There certainly is a place for infected and impacted wisdom teeth removal under a GA, especially as the Lingual and Inferior alveolar nerves may be damaged during a difficult impaction.
This however needs to be the exception, not the rule; plead with your dentist to pull your infected wisdom teeth in the chair under a local anesthetic. Quite apart from the cost, which will be much higher under a general, but more important will less likelihood of injury to your TMJ.
Noscomial infection in hospital, dangers of a general... have your dentist pull them, unless he strongly recommends in your case you attend a surgeon. Which will happen occasionally.
In most instances it's routine to have a fully erupted wisdom pulled under a local in the chair. Squeal if s/he is over opening your mouth.
Here's an interesting Case history @ Wisdom tooth extraction and headache.
A 30 year old woman consulted me with right jaw joint pain, facial pain and severe headache, and upper cervical pain. Three months previously she had her wisdom teeth extracted under general anaesthetic.
On examination, there was extreme tenderness of the right TMJ with associated active trigger points in the right masseter, temporalis and external pterygoid muscles.
Fortunately there were no popping or clicking sounds from the TMJs, but there was delayed opening of the left TMJ.
Rotation of the neck, in both directions was painful, with a marked fixation of C2.
There were other details that I won't bore you with. It took six treatments of her upper cervical spine, jaw joint mobilisation and deep, painful soft tissue work of the muscles, to relieve her severe facial pain and headaches.
I'm hoping her condition will now stabilise; she's had to stop chewing gum. The next step is TMJ exercises.
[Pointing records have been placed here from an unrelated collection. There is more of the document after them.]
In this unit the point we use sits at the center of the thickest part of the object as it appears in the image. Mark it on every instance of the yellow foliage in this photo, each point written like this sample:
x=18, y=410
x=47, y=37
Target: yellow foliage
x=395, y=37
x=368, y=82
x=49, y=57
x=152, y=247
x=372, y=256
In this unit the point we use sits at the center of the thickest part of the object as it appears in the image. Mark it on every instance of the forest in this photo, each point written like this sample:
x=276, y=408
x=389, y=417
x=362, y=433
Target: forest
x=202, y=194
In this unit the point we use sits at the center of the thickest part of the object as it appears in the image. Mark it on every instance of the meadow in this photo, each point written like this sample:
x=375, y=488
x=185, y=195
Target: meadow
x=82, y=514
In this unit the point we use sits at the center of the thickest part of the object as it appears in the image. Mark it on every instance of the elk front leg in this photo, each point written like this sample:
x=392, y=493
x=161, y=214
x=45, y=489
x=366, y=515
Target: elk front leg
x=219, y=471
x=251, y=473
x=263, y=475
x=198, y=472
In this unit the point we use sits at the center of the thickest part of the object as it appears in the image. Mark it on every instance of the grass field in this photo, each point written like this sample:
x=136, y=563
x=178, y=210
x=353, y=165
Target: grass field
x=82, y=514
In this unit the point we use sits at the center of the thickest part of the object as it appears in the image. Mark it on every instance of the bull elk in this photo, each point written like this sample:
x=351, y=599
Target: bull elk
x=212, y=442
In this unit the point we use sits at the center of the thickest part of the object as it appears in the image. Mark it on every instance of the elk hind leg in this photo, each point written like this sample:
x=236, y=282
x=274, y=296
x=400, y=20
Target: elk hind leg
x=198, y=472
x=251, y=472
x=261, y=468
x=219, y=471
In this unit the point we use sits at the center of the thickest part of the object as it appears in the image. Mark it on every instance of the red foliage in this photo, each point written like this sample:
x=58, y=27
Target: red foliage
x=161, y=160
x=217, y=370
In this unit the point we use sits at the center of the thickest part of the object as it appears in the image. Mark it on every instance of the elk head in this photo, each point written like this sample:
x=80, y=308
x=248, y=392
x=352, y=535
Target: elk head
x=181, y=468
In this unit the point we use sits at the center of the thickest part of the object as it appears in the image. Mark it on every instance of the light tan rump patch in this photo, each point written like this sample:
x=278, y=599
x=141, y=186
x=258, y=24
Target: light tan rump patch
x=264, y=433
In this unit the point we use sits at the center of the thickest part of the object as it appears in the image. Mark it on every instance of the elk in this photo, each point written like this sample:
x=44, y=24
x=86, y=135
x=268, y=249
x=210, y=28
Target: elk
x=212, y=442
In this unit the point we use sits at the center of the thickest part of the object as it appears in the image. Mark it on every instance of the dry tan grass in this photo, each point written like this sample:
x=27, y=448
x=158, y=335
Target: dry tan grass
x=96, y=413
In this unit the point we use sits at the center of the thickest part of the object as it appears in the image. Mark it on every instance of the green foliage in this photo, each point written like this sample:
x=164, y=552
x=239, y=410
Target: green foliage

But there is no guarantee that this will not continue, and become chronic migraine and facial pain. If often does, but fortunately she didn't wait years before consulting me.
Popping and clicking jaw joints are not uncommon.
If the jaws are forced even wider, then the meniscus in the joint is injured, and the joint begins to develop a painful click, often associated with facial and jaw joint pain and headaches.
Prevention is the key. If at all possible, have them out in the chair.